An eczema patient in a Mount Sinai clinical trial and a Mount Sinai physician-scientist who led the trial discuss Dupixent® (dupilumab), the first biologic medicine approved by the U.S. Food and Drug Administration for the treatment of adults with moderate to severe atopic dermatitis.
Austin Jacobson, Eczema Patient, Mount Sinai Clinical Trial:
“Living with eczema is hell. It’s like having poison ivy from head to toe. It doesn’t ever go away. You can’t sleep because you’re itching so badly. You can’t concentrate because all you think about is itch. Wearing clothes is painful, the showers were terrible. It affects every single aspect of your life.”
“Dupilumab works. The other remedies that I tried worked for a short term, and then they stopped working, and then they were useless. The drug gives you your life back. You do all the things that you used to do before you had this condition. It’s like you never had it.”
“Dupilumab really is a game changer.”
Emma Guttman-Yassky, MD, PhD, Vice Chair of the Department of Dermatology at the Icahn School of Medicine at Mount Sinai in New York, a principal investigator in a clinical trial of the new drug:
“In the United States we have 30 million with eczema. These patients usually will have multiple treatments and, despite the treatment, still have horrible disease. Some of the treatments, some of the immunosuppressants, are effective. But these drugs have terrible side effects. We hope that for these patients we can put them on a safe drug that basically will provide them clear skin. Patients are following this because for so long they didn’t have anything.”
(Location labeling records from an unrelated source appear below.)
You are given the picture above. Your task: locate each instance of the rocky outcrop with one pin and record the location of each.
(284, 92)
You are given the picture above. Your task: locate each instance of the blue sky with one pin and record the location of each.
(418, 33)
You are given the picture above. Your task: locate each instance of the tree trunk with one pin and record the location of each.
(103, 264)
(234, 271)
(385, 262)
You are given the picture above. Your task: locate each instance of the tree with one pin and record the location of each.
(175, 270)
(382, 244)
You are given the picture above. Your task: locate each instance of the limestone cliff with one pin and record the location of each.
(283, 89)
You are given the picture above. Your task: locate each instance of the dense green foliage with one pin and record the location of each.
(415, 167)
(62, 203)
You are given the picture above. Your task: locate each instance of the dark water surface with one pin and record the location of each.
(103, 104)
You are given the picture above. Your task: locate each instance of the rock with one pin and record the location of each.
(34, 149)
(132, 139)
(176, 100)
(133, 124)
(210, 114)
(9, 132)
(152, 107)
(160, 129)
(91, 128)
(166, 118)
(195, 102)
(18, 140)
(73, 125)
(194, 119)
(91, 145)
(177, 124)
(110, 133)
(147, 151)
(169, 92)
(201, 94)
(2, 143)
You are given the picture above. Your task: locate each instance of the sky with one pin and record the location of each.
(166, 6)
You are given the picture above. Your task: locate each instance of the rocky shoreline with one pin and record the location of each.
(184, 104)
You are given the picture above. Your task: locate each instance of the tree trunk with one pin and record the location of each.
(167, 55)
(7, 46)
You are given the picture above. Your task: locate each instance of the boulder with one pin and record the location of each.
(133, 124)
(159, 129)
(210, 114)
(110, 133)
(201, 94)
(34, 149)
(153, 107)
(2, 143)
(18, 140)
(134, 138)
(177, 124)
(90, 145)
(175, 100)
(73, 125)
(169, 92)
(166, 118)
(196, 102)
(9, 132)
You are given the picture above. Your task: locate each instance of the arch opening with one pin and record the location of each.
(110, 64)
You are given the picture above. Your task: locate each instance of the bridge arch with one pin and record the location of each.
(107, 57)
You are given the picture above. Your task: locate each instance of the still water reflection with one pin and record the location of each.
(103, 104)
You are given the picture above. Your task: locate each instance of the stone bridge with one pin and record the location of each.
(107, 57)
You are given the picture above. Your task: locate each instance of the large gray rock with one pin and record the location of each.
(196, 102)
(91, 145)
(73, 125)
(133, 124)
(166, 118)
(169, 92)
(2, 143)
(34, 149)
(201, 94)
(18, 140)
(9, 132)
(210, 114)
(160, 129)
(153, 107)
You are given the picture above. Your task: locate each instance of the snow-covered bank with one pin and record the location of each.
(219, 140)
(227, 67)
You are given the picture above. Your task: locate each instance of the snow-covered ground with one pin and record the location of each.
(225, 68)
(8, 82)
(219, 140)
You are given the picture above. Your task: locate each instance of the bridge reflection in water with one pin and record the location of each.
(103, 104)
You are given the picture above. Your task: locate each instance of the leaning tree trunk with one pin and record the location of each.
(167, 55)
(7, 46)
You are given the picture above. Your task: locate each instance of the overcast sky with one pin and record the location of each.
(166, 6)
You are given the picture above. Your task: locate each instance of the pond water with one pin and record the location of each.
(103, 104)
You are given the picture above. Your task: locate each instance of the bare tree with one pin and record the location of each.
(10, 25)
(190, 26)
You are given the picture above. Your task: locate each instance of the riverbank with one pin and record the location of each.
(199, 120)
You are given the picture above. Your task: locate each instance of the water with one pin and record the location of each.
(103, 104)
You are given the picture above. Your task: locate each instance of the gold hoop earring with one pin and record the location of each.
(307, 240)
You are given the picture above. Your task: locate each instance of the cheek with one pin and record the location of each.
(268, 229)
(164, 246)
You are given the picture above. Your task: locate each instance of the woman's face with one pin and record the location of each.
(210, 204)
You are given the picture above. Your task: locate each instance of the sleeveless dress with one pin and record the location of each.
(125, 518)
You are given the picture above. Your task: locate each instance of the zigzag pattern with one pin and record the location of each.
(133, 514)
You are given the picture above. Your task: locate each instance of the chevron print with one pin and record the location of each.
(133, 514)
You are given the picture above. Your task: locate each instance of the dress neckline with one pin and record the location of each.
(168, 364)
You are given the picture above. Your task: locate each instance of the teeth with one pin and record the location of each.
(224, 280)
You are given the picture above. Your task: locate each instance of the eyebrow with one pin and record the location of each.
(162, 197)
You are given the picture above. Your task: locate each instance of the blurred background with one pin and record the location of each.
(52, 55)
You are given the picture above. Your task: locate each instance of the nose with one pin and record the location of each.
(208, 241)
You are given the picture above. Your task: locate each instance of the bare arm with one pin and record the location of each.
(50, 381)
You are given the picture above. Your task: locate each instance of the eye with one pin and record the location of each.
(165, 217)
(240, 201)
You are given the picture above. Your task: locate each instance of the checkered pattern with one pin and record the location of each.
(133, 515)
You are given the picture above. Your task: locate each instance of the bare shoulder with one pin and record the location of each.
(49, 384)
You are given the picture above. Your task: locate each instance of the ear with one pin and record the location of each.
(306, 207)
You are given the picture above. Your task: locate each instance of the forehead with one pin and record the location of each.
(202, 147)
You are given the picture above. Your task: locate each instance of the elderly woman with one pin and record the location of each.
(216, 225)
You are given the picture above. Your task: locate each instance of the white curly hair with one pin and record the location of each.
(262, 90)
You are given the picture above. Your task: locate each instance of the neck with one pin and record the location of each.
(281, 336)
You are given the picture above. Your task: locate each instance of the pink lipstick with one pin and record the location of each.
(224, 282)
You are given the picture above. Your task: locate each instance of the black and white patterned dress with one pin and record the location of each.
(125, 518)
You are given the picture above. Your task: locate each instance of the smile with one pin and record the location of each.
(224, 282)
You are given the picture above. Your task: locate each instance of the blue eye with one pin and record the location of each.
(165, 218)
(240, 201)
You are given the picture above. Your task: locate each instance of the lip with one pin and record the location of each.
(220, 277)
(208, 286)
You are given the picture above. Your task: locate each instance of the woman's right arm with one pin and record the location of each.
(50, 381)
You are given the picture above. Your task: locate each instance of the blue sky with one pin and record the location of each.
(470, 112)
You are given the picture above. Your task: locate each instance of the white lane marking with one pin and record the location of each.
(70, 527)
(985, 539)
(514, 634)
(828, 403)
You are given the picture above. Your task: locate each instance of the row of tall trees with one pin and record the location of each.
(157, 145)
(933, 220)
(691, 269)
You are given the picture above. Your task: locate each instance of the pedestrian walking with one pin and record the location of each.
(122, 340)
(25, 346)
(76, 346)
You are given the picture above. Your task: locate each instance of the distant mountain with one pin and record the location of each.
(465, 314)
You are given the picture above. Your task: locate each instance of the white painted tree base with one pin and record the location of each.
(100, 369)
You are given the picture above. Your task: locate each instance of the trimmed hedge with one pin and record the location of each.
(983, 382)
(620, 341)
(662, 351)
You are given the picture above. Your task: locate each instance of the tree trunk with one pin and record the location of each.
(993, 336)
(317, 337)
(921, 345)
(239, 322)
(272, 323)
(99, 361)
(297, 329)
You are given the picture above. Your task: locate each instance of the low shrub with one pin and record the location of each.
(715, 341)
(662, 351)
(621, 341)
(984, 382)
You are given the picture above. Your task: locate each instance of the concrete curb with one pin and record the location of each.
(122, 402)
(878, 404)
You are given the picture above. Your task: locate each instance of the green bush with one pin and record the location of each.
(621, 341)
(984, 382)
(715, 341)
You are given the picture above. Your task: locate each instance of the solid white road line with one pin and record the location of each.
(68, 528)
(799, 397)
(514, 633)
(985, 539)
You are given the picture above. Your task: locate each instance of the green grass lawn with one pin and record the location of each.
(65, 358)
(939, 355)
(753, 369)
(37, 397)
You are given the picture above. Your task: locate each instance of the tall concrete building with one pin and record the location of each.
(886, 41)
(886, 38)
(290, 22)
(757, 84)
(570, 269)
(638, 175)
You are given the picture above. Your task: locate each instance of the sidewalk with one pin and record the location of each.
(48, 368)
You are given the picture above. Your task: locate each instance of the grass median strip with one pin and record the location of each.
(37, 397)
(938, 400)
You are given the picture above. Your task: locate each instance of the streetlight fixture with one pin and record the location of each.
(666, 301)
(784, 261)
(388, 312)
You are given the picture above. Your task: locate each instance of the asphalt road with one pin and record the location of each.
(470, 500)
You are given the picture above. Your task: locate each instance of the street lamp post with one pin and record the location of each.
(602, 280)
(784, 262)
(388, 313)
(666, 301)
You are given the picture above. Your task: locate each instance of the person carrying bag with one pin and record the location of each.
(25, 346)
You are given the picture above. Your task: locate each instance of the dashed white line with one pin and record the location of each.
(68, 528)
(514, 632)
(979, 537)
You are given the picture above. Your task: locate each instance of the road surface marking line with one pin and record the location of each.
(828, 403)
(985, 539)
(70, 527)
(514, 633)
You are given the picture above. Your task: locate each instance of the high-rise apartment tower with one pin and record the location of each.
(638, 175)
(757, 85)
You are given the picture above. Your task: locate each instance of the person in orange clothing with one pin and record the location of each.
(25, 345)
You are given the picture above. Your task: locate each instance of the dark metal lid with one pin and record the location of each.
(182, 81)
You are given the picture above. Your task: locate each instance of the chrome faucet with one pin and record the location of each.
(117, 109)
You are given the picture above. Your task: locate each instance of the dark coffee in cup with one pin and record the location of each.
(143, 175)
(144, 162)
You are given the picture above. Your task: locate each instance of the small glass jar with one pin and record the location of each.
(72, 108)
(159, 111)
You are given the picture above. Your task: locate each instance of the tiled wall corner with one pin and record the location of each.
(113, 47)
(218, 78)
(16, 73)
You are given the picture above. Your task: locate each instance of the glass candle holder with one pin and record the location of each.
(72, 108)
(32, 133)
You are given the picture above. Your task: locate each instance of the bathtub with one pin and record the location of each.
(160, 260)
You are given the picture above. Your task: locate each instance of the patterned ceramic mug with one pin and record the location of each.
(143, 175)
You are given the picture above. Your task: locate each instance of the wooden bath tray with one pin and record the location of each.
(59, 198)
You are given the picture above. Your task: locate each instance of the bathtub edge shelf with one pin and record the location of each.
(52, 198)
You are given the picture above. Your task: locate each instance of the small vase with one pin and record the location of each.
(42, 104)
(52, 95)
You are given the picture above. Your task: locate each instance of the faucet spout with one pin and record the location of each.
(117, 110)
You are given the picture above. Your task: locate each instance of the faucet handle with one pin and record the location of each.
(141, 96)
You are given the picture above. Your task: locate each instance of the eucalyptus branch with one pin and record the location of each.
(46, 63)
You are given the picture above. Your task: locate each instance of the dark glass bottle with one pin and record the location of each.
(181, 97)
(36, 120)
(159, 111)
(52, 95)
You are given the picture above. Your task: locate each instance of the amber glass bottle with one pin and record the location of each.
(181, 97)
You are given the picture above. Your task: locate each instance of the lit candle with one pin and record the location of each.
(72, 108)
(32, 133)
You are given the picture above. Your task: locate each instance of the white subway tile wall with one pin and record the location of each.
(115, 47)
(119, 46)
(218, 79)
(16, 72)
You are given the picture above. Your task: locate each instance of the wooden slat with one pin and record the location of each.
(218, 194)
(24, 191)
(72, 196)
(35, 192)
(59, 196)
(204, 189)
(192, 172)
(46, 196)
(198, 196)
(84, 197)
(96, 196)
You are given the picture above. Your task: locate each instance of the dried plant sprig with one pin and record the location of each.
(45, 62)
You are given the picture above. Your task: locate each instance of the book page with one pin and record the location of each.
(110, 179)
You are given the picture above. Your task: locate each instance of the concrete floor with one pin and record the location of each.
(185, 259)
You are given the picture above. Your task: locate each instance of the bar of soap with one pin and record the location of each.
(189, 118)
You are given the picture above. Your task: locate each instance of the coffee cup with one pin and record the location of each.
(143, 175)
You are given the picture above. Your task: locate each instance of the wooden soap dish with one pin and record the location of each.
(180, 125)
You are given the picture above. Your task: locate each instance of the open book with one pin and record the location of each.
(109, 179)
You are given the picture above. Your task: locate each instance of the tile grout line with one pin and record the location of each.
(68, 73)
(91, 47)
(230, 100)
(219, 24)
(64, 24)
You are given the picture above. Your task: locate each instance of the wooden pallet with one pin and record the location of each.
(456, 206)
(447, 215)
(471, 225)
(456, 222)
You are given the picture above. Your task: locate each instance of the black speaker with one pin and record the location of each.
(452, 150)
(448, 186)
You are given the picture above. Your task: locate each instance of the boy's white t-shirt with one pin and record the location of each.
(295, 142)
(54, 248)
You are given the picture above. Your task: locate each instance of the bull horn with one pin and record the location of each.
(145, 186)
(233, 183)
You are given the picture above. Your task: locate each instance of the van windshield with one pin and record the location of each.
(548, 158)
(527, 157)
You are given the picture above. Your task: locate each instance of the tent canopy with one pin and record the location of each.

“The bottom line is that dupilumab really is a game changer. It not only provides the efficacy similar to the immunosuppressants, but also it is safe to be given long term, and that’s why it’s a game changer in the world of eczema.”
A new tool is giving orthopedic surgeons an innovative view inside the body. “It’s an instrument that has a digital camera at the tip of it so that once you put it in the joint you can look around,” says James N. Gladstone, MD, Co-Chief, Sports Medicine Services, Orthopedics at The Mount Sinai Hospital. “It’s giving you a review that’s more or less equivalent to what you have in the operating room. If you think you have a meniscus tear, you go in, you look, and either there is a meniscus tear there or not, and all within the same visit you have an answer. The patient leaves with the treatment plan in place. You can obviate the need for the MRI altogether.”
Peter Palese, PhD, chair of the department of microbiology at the Icahn School of Medicine at Mount Sinai, discusses the microbiology of flu vaccination and his work on a universal flu vaccine.
“In the U.S. alone every year, estimates are that between 30,000 and 50,000 people die of influenza despite the availability of the vaccine. The ideal vaccine would be one which is given once in a lifetime, and it would provide protection against all influenza strains. We hope that we will achieve the same with our universal influenza vaccine, which we are developing at Mount Sinai.”
Jeffrey Glassberg, MD, MA, Associate Director, Mount Sinai Comprehensive Sickle Cell Program at the Icahn School of Medicine at Mount Sinai, talks about a specialized clinic for treating sickle cell disease.
“Very often people with sickle cell disease, especially if they don’t have good access to a sickle cell clinic, will wind up in the emergency department because they’re in excruciating pain. Now that we have this comprehensive program, we’re trying to do things to make sure that patients have what they need so that maybe they don’t come to the emergency department,” he says. “We do infusions in an outpatient setting where people can come in, get some pain medicine….Preventive care costs less, but the patient is still getting better care, living healthier. In New York City, we have the largest sickle cell population of any city in the United States. But in terms of really comprehensive clinics, there aren’t many.”
Terri Wilder, MSW, director, HIV/AIDS Education and Training, and Antonio Urbina, MD, associate professor of infectious disease at the Icahn School of Medicine at Mount Sinai, discuss recent advances in HIV/AIDS treatment and the importance of national HIV in Women and Girls Awareness Day. “One in every four person who’s living with HIV in the United States is female. The good news is that we are seeing a decrease in the number of women who are diagnosed with HIV each year. But if doctors can identify HIV early, then we can prevent many of these complications that occur with HIV.”
Hyunsuk Suh, MD, an endocrine surgeon at Mount Sinai Beth Israel, explains how doctors at Mount Sinai are removing the thyroid gland without making an incision using robotic surgery. “The biggest advantage at this time is the fact that patients will not have a visible or conspicuous neck scars,” he says. “During my fellowship, I went to Korea, where this robotic therapy was developed, and I brought that same approach to the U.S. and performed the first robotic procedure.”